While the holidays are often referred to as the happiest time of the year, for many people who have experienced a loss, it can be a challenging season. For most of my life, I looked forward to the holidays. I celebrated my birthday in November and then eased into the Christmas spirit by purchasing a wreath for my front door and bringing a Christmas tree inside my home. The feeling of unboxing and carefully unwrapping each holiday ornament to decorate with brought me so much joy. The way the world slowed down this time of year also gave me comfort. And being able to spend time with those I loved felt like a blessing. But it wasn’t until I experienced a loss that the holiday season took on a new meaning for me.
Whenever I encountered a friend who was ambivalent about the holidays after the loss of a loved one, I tried to include them in whatever plans I had so they would feel welcome somewhere. My grandmother was always happy to have more people join our little festivities. Yet, most times, the invitation would be declined in favor of a cozy night in with their thoughts. Candidly, the reaction made my heart hurt, but now that I’m in a similar place in life, it makes total sense.
This year, Thanksgiving was the first holiday I had to navigate, although I began to feel the grips of grief much earlier this fall. While I was grateful for friends who extended an invite and wanted me to pull up a seat with their families, I declined all of their kind invitations. The mere thought of celebrating with someone else’s family felt like a knife to my heart while simultaneously feeling like I was cheating on my usual traditions. It wouldn’t just be a seat at the table for me that was needed, but also a chair for my grief, which feels like an extra appendage to be accounted for these days.
Many of the emotions I’ve felt these last few months have surprised me. The thing about grief is that it can sneak up on you when you least expect it. From warming up a cup of coffee to driving out of state for a funeral, the depth of grief and what triggers it for me knows no bounds. To those who have experienced grief, I’m sure you can relate in some way.
In honor of National Grief Awareness Week, and as we prepare to celebrate Hanukkah and Christmas and ring in a new year, it’s a time when those grieving may feel the need to retreat to find comfort (I know I do). But it’s also a time to lean on others for support. While I am by no means an expert on grieving or loss, here are a few things I will be doing during the holiday season to support my mental and emotional health:
- Honor boundaries: While I appreciate all of the holiday invites I’ve been receiving, I’m determined to ride this one out alone, and I feel more comfortable doing my own thing (although that doesn’t mean I don’t appreciate the kind gestures). One way I’m honoring my emotional headspace is by accepting that this is the reality for this year and knowing that it won’t always feel this hard.
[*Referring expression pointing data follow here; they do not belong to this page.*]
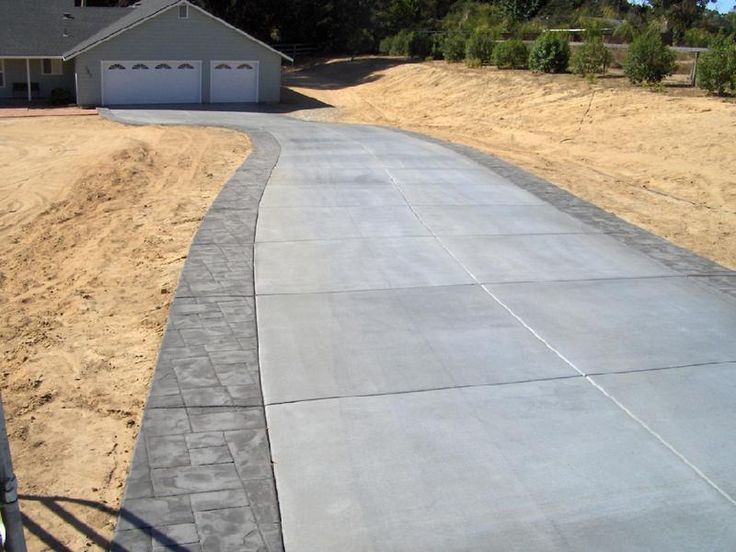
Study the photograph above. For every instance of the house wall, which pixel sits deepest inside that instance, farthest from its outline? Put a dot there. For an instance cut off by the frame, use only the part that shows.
(166, 37)
(15, 71)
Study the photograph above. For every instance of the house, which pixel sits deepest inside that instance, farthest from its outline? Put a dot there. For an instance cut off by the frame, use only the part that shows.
(155, 52)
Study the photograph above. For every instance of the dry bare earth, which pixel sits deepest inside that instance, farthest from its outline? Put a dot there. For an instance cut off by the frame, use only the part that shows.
(95, 223)
(664, 161)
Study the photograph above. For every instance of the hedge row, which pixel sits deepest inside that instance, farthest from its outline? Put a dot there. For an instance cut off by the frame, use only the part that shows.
(647, 60)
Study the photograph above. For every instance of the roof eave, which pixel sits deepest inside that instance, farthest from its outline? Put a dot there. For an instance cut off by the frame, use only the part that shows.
(71, 54)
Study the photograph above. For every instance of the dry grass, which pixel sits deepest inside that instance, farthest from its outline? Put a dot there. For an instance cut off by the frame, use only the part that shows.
(663, 161)
(95, 223)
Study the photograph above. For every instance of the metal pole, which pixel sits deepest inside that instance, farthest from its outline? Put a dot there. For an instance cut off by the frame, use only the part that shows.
(9, 508)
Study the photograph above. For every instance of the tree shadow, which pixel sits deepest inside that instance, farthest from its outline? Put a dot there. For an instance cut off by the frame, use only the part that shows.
(55, 505)
(333, 75)
(291, 100)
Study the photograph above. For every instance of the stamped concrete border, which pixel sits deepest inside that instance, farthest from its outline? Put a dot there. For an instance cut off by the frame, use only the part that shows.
(681, 260)
(201, 478)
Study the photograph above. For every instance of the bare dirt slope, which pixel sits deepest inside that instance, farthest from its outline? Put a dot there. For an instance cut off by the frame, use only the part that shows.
(665, 161)
(95, 223)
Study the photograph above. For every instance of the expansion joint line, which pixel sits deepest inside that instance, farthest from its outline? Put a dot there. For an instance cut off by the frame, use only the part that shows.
(559, 354)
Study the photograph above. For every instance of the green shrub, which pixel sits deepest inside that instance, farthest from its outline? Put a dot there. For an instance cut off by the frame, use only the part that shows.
(386, 44)
(437, 42)
(529, 30)
(61, 96)
(648, 59)
(511, 54)
(453, 47)
(698, 38)
(479, 46)
(550, 53)
(419, 45)
(626, 32)
(590, 58)
(717, 68)
(400, 43)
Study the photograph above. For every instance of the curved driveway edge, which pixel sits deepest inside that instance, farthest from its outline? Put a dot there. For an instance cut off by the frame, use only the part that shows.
(201, 476)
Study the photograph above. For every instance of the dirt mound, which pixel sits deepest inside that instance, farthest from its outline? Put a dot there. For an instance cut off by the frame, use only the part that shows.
(663, 161)
(90, 253)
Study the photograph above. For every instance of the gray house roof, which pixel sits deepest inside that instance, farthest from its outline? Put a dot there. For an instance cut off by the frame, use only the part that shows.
(139, 13)
(55, 28)
(40, 28)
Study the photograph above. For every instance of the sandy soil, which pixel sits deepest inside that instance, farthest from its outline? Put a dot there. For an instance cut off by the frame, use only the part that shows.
(665, 161)
(95, 223)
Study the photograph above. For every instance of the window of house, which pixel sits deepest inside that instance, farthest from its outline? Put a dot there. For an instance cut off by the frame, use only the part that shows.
(51, 67)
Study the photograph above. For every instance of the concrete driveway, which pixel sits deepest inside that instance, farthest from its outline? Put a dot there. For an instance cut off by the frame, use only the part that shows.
(451, 363)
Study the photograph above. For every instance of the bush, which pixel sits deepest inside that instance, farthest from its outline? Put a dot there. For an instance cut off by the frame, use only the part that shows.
(717, 68)
(479, 47)
(591, 58)
(400, 44)
(529, 30)
(511, 54)
(61, 96)
(419, 45)
(386, 44)
(698, 38)
(438, 41)
(453, 47)
(550, 53)
(648, 59)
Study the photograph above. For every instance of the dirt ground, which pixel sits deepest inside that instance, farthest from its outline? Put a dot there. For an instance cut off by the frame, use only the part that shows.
(665, 161)
(95, 223)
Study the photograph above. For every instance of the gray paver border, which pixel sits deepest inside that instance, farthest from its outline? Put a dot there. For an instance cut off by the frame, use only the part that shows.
(685, 262)
(201, 477)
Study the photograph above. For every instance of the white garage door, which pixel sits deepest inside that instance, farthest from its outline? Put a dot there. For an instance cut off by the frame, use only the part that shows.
(154, 82)
(233, 81)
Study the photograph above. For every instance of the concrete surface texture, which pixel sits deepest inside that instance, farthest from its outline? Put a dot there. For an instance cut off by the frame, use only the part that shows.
(455, 356)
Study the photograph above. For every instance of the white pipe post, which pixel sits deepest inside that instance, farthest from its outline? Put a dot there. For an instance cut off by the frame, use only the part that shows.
(28, 78)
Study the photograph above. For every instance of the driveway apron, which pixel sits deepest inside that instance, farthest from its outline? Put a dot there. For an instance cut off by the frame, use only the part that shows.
(451, 362)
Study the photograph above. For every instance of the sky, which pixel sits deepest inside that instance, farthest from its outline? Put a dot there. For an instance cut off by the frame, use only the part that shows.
(723, 6)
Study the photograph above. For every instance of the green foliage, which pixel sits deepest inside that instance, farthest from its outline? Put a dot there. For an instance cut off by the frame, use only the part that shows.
(592, 57)
(529, 30)
(697, 37)
(419, 44)
(453, 47)
(717, 68)
(511, 54)
(626, 32)
(384, 47)
(550, 53)
(648, 60)
(521, 10)
(464, 17)
(360, 41)
(61, 96)
(479, 46)
(400, 43)
(438, 41)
I’ve been fortunate to have friends who understand my position and are finding other ways to support me. On Thanksgiving, my client prepared and packaged a whole Thanksgiving meal for me to enjoy. It was the perfect way to support me and help me celebrate Thanksgiving.
- Feel emotions: Part of working through the grieving process is accepting your emotions when they come. I’ve gone from feeling perfectly fine to crying hysterically minutes later. And the smallest thing can trigger that reaction. Permitting myself to be with my feelings has been a huge help, and I allow it to cross over into my work life, too. When my emotions are running high, the best thing I can do is take a break. That may mean taking a walk in nature or talking to a friend, but I don’t do my best work on these days, so it means taking a “sanity day” work-wise.
- Do something meaningful: My grandmother and I used to attend mass during the holiday season. Neither of us was particularly religious at any other time of the year, but this was when we went to church. It’s a tradition I plan on honoring this year and for many years to come.
If the thought of the holidays feels overwhelming (for any reason), I hope something in this post resonated with you. At the very least, please know that you are not alone. Seek support from family, friends, or a grief counselor and take care of yourself both physically and emotionally this holiday season. By doing so, you can honor your loved one and create new memories that will help you heal.